1. Origine et Genèse de la Sociologie
A. La sociologie fille de la modernité
La sociologie émerge à l'époque moderne, en lien avec la Renaissance et les révolutions sociales et politiques majeures (comme la Révolution française). Elle est marquée par trois grandes transformations :
- La naissance de l'État moderne.
- L'émergence du capitalisme moderne, associé à l’industrialisation.
- Le développement des sciences et de la technique.
Cela entraîne un changement dans la manière de concevoir l’homme et la société. Trois questions centrales émergent :
- Qu'est-ce que l'homme ? (XVIe siècle)
- Comment les hommes ont-ils constitué leur monde ? (XVIIIe siècle)
- La société est-elle le produit de sa propre histoire ? (Révolution française)
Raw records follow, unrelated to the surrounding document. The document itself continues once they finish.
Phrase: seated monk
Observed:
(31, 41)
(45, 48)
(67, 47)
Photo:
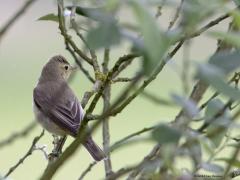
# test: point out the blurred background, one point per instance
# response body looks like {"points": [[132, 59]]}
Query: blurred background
{"points": [[27, 46]]}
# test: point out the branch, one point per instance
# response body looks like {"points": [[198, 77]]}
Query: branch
{"points": [[87, 170], [29, 152], [122, 172], [156, 99], [176, 16], [105, 128], [147, 81], [16, 16], [68, 38], [21, 134], [78, 62]]}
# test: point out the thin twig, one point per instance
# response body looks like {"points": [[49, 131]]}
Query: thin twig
{"points": [[16, 135], [176, 15], [68, 38], [121, 172], [122, 80], [29, 152], [87, 170], [156, 99], [105, 129], [79, 63]]}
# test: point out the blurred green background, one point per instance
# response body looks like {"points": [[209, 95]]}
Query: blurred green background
{"points": [[26, 48]]}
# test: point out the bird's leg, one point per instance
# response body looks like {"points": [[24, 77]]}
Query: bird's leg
{"points": [[58, 143]]}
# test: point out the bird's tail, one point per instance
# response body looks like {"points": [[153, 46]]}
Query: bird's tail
{"points": [[94, 149]]}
B. De la Renaissance au XIXe siècle : Premières réflexions sur les fondements rationnels de la société
La Renaissance et la Réforme protestante sont des moments clé qui amorcent une rupture avec les explications religieuses dominantes. Des idées nouvelles apparaissent, marquées par la révolution copernicienne et une volonté de comprendre la société à travers des méthodes scientifiques. Au XVIIe et XVIIIe siècles, les Lumières renforcent cette pensée, prônant l'individualisme et l'usage de la raison, ce qui aboutit à la naissance d'une science de la société.
Montesquieu, bien que précurseur, ne se considère pas comme un sociologue. Son œuvre "De l’esprit des lois" cherche à établir des lois sociales basées sur une analyse rationnelle, sans se référer aux divinités. Bien que ses idées soient proches de celles des sociologues modernes, il se concentre sur des sociétés prémodernes.
2. Les débuts d’une science nouvelle au XIXe siècle
A. Le courant libéral : Primauté aux faits démocratiques
Le courant libéral se développe directement en lien avec la Révolution française, mettant en avant les droits de l'homme et la liberté individuelle. Alexis de Tocqueville est un auteur majeur de ce mouvement. Il analyse les sociétés démocratiques, notamment la France et l'Amérique, dans deux ouvrages principaux :
- "De la démocratie en Amérique" : Il y compare les systèmes politiques américains et français, en soulignant que la démocratie et la liberté sont indissociables. Pour Tocqueville, l'égalité des conditions est essentielle pour garantir la liberté individuelle et politique. Il craint que l'égalisation des conditions mène à des dangers comme la tyrannie de la majorité, l'individualisme excessif, et un pouvoir centralisé et despotique.
- "L'Ancien Régime et la Révolution" : Tocqueville y examine la France post-révolutionnaire et montre que, contrairement à ce qu'on pense, la Révolution n'a pas apporté une rupture totale, mais a plutôt étendu un processus d'égalisation des conditions déjà en cours sous l'Ancien Régime.
Tocqueville identifie plusieurs dangers pour les démocraties modernes :
- La tyrannie de la majorité : L'égalisation des conditions peut mener à un conformisme où la liberté individuelle est restreinte.
- L'individualisme : Le repli sur soi et l'isolement social diminuent l'engagement citoyen.
- L'État protecteur et despotique : En délégant la liberté politique à un pouvoir centralisé, la démocratie peut se transformer en un régime autoritaire.
- Les barrières raciales et culturelles : En Amérique, l'égalisation des conditions a souvent profité à la culture dominante (blanche) au détriment des minorités.
Tocqueville conclut que, bien que la Révolution française ait élargi l'égalisation des conditions, elle n'a pas résolu les tensions entre égalité et liberté. Il suggère des solutions comme la décentralisation du pouvoir et la création d'associations pour maintenir l'équilibre.